Campus Watch is a Web site with information about allegedly anti-Israel or pro-terrorist views espoused by faculty members. Mr. Pipes and supporters of the site say that it is an appropriate way to draw attention to views they consider biased and irresponsible, but many professors who are named on the site say that their ideas have been distorted or oversimplified. Some of them charge that the site is an attempt to intimidate them from making legitimate criticism of Israel (The Chronicle, October 11).
Mr. Pipes was originally scheduled to speak publicly at the university's student center after the private lunch, but building managers went to the university administration, saying they felt the student center might not be secure enough if there were protests.

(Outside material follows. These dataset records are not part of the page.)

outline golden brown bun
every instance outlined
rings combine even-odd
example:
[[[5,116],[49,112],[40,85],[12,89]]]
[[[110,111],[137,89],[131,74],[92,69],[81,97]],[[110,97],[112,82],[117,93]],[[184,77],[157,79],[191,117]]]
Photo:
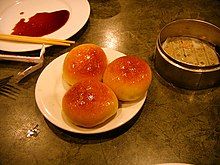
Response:
[[[94,127],[117,112],[118,99],[104,83],[87,79],[76,83],[66,92],[62,107],[74,124]]]
[[[82,44],[73,48],[63,64],[63,78],[73,85],[85,78],[102,80],[107,67],[107,57],[101,47]]]
[[[103,82],[122,101],[134,101],[144,96],[151,79],[150,66],[135,56],[123,56],[114,60],[107,66],[103,76]]]

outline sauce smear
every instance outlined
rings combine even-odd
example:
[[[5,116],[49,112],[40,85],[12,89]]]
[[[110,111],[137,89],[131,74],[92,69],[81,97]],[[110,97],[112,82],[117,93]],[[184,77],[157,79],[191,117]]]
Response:
[[[22,18],[13,28],[13,35],[42,37],[60,29],[69,19],[69,11],[37,13],[29,18],[28,22]]]

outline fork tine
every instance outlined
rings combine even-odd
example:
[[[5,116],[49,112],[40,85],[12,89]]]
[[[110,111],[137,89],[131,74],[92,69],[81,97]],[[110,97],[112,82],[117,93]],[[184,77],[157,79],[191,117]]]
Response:
[[[14,94],[19,94],[19,89],[10,84],[6,84],[4,87],[1,87],[0,90],[12,92]]]
[[[5,86],[8,87],[8,88],[10,88],[10,89],[11,89],[13,92],[15,92],[15,93],[19,93],[19,91],[20,91],[19,88],[15,87],[15,86],[13,86],[13,85],[11,85],[11,84],[6,84]]]
[[[14,94],[9,93],[8,91],[5,92],[1,89],[0,89],[0,95],[3,95],[5,97],[8,97],[8,98],[13,99],[13,100],[16,99],[16,96]]]
[[[0,80],[0,87],[6,83],[9,82],[9,80],[12,78],[13,76],[8,76],[8,77],[5,77],[3,79]]]
[[[8,87],[0,88],[0,91],[1,91],[2,93],[5,93],[5,94],[10,94],[10,95],[12,95],[12,96],[16,96],[16,93],[13,92],[13,91],[12,91],[10,88],[8,88]]]

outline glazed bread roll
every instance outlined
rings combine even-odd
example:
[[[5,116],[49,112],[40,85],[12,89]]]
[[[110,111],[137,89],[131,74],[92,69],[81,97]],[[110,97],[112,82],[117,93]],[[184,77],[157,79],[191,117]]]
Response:
[[[73,48],[63,64],[63,78],[73,85],[86,78],[102,80],[107,66],[107,57],[101,47],[82,44]]]
[[[103,82],[122,101],[134,101],[144,96],[151,79],[150,66],[135,56],[117,58],[107,66],[103,76]]]
[[[66,92],[62,108],[75,125],[94,127],[117,112],[118,99],[104,83],[87,79],[74,84]]]

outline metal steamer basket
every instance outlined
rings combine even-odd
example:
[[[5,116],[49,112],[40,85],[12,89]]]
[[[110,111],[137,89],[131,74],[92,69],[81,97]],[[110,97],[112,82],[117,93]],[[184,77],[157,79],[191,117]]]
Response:
[[[192,37],[220,46],[220,28],[205,21],[195,19],[176,20],[167,24],[156,42],[155,69],[161,77],[174,86],[185,89],[206,89],[220,85],[220,63],[208,66],[192,65],[173,58],[163,49],[162,44],[169,37]]]

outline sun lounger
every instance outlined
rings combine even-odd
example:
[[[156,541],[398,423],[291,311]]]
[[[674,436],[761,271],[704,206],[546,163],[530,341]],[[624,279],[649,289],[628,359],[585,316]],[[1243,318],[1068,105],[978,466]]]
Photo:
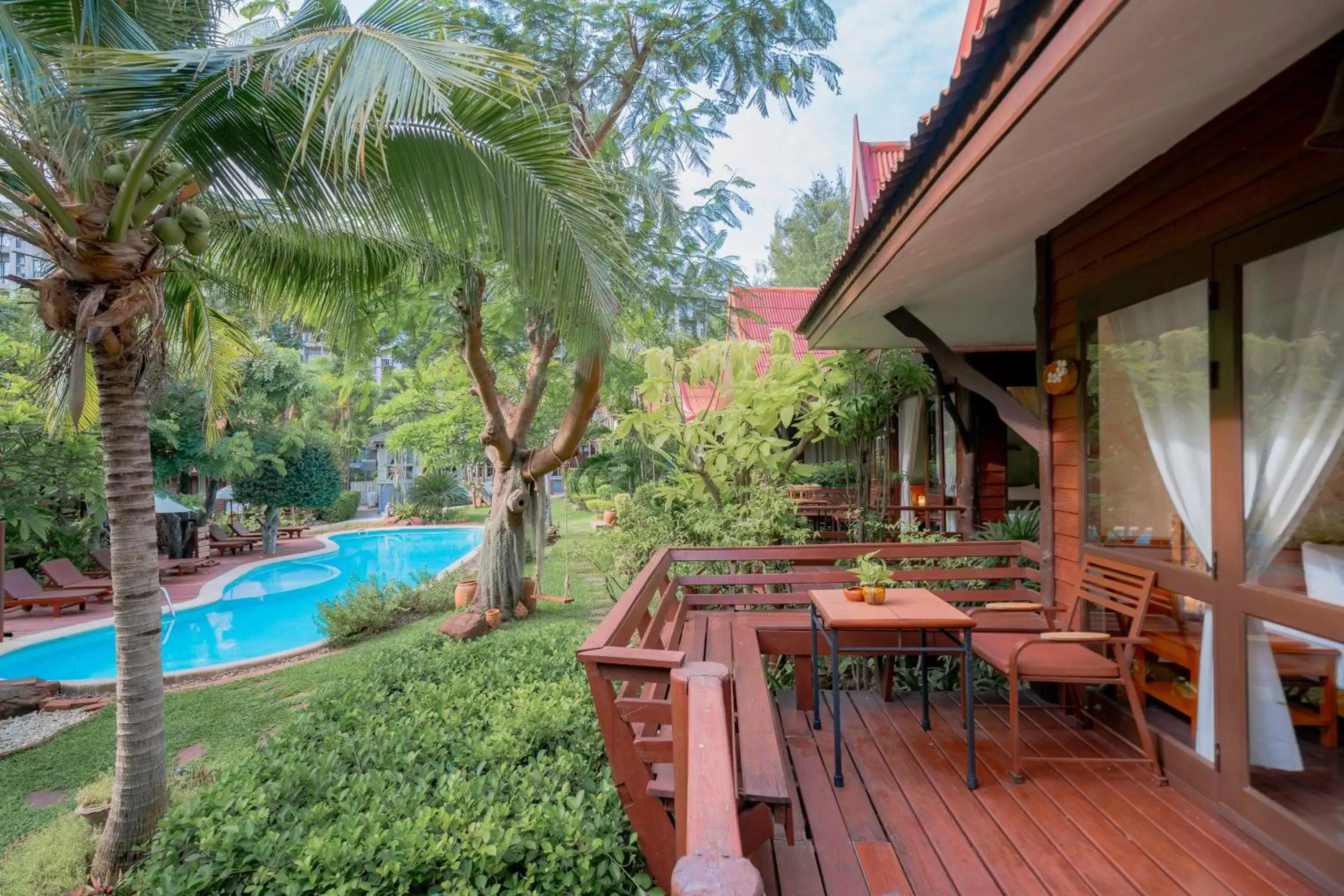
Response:
[[[112,595],[112,582],[108,579],[90,579],[86,576],[74,563],[60,557],[56,560],[47,560],[46,563],[39,563],[38,568],[42,570],[42,575],[51,580],[51,584],[56,588],[63,588],[66,591],[89,591],[90,595],[98,598],[98,603],[102,599]]]
[[[78,604],[85,609],[90,594],[87,591],[44,590],[23,567],[4,572],[4,609],[19,609],[24,613],[34,607],[51,607],[51,615],[59,617],[65,607]]]
[[[261,532],[249,532],[247,527],[245,527],[242,523],[233,523],[230,524],[228,528],[234,531],[234,537],[247,539],[249,541],[254,543],[262,540]]]
[[[216,524],[210,524],[210,547],[220,553],[224,551],[238,553],[243,548],[250,551],[254,544],[257,543],[251,539],[230,537]]]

York officials say there was never a question of canceling Mr Pipes's public forum, sponsored by York's Jewish Student Federation. "We're choosing between two locations on campus," said Cim Nunn, director of public affairs. "York has a long tradition of respecting people's right for free speech, and we want to ensure that everyone's safety is ensured."
Faculty members at the research institute say that it withdrew its name from the public forum after members of its faculty raised questions about Campus Watch. "We've had an interesting week of internal debate about the issue," said David Mutimer, deputy director of the center. "At the time we agreed to co-sponsor, we did not know about his involvement with Campus Watch."
Mr. Mutimer said that Mr. Pipes is "a well credentialed commentator with extreme views," but that his views didn't matter "because they can be challenged in a discussion." What was problematic, he said, was Campus Watch and the way it operates. As a result, an intense e-mail debate about Campus Watch ensued among the members of the research center and the question as to whether it should co-sponsor Mr. Pipes's public appearance and give him a private lunch.
"It was a tough decision," said Mr. Mutimer, "but we have withdrawn."
The research institute plans to post the faculty members' e-mail debate -- with names deleted -- on its Web site later today.
According to Mr. Pipes, now that he's free for lunch on Tuesday, he's willing to have lunch with interested students or faculty members "either on-campus or off."